Interest Rates and Economic Predictions: Impact on Savers and Borrowers

As for interest rates, market expectations suggest that the Bank of England will hold the current rate in December and possibly January. Paul Dales, an economist at Capital Economics, has predicted a more gradual decline in rates, with the expectation that the rate will reach 3.5% by 2026, up from the earlier forecast of 3%.

Meanwhile, the Bank of England has also revised its unemployment projections, now expecting a more significant drop in unemployment in 2025, with the unemployment rate revised downward from 4.7% to 4.1%.

For savers, the slower pace of interest rate cuts could be a silver lining. Interest rates on savings accounts have been falling, with easy access savings accounts currently offering an average interest rate of around 3%. Additionally, an estimated one million households with tracker or variable rate mortgages could benefit from a reduction in their monthly mortgage payments as interest rates continue to decline. However, mortgage rates remain relatively high, with the average rate for two-year fixed-rate mortgages at 5.4% and five-year fixed-rate mortgages at 5.11%.

Political Reactions to the Bank of England’s Decision

The interest rate cut was welcomed by both the UK Government and the Conservative Party. Chancellor Rachel Reeves praised the BOE's decision, acknowledging that while the reduction is a positive step, the government remains focused on tackling the long-term financial challenges facing households and strengthening the country’s financial foundation.

On the other hand, Shadow Chancellor Mel Stride attributed the rate cut to the work of the previous Conservative government in keeping inflation under control.
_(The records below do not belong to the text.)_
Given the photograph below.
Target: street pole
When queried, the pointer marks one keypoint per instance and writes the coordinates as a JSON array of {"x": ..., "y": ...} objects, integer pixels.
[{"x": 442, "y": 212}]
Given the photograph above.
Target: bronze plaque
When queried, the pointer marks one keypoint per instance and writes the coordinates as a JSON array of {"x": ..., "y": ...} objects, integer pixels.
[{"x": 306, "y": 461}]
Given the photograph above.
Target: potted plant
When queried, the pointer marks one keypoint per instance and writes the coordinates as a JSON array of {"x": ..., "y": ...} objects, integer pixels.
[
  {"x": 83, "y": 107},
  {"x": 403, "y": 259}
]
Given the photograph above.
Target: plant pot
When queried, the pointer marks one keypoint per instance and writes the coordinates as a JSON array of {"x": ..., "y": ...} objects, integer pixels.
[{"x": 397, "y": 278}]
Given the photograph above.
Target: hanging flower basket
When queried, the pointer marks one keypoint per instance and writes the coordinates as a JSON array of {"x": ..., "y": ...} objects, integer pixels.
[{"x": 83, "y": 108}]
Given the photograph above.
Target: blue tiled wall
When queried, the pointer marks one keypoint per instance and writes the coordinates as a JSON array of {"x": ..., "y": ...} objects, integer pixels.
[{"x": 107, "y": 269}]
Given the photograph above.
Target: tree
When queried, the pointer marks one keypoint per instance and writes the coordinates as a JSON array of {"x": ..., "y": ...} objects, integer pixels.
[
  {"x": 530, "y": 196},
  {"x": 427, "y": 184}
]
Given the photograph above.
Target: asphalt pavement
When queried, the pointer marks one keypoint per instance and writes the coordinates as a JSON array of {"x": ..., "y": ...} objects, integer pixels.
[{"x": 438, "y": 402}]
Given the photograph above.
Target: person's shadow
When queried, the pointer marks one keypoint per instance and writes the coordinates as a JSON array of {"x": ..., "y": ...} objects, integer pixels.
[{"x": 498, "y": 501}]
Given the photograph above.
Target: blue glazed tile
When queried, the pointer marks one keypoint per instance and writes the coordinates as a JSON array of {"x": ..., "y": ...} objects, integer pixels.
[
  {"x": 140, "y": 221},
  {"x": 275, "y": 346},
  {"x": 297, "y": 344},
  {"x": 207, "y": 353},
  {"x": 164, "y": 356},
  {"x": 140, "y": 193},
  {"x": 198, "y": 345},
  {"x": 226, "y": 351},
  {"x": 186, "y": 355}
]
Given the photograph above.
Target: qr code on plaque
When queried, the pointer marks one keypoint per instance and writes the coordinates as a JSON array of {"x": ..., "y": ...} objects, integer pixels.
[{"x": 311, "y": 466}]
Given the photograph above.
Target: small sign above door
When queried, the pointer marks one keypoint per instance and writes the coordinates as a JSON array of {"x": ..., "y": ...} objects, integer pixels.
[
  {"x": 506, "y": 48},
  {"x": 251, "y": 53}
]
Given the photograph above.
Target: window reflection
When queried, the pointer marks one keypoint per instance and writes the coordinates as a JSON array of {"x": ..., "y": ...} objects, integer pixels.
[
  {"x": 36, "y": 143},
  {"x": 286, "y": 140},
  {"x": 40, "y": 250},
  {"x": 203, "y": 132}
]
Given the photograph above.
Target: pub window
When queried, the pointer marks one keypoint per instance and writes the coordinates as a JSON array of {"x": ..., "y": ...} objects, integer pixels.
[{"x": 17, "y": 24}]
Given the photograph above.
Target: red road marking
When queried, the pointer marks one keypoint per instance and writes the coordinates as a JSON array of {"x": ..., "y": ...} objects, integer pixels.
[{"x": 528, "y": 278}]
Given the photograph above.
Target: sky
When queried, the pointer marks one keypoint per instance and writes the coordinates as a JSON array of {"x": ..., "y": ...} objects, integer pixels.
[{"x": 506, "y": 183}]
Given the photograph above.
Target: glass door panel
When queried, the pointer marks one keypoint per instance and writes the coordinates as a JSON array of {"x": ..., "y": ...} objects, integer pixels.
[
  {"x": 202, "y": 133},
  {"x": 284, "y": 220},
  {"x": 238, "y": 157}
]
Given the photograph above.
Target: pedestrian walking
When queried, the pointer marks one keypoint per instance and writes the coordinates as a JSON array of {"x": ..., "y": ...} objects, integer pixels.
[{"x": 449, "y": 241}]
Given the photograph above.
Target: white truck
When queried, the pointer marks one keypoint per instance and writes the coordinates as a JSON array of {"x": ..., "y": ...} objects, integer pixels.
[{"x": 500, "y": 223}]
He also claimed that Labour’s first budget would likely result in rising inflation.

Conclusion: What Does This Mean for UK Households?

While the Bank of England's interest rate cut to 4.75% offers some immediate relief to mortgage holders and savers, the BOE’s cautious stance on future rate cuts reflects ongoing concerns about inflation and economic uncertainty. Households can expect a gradual reduction in rates, but inflationary pressures and other economic factors may delay the full recovery in living costs.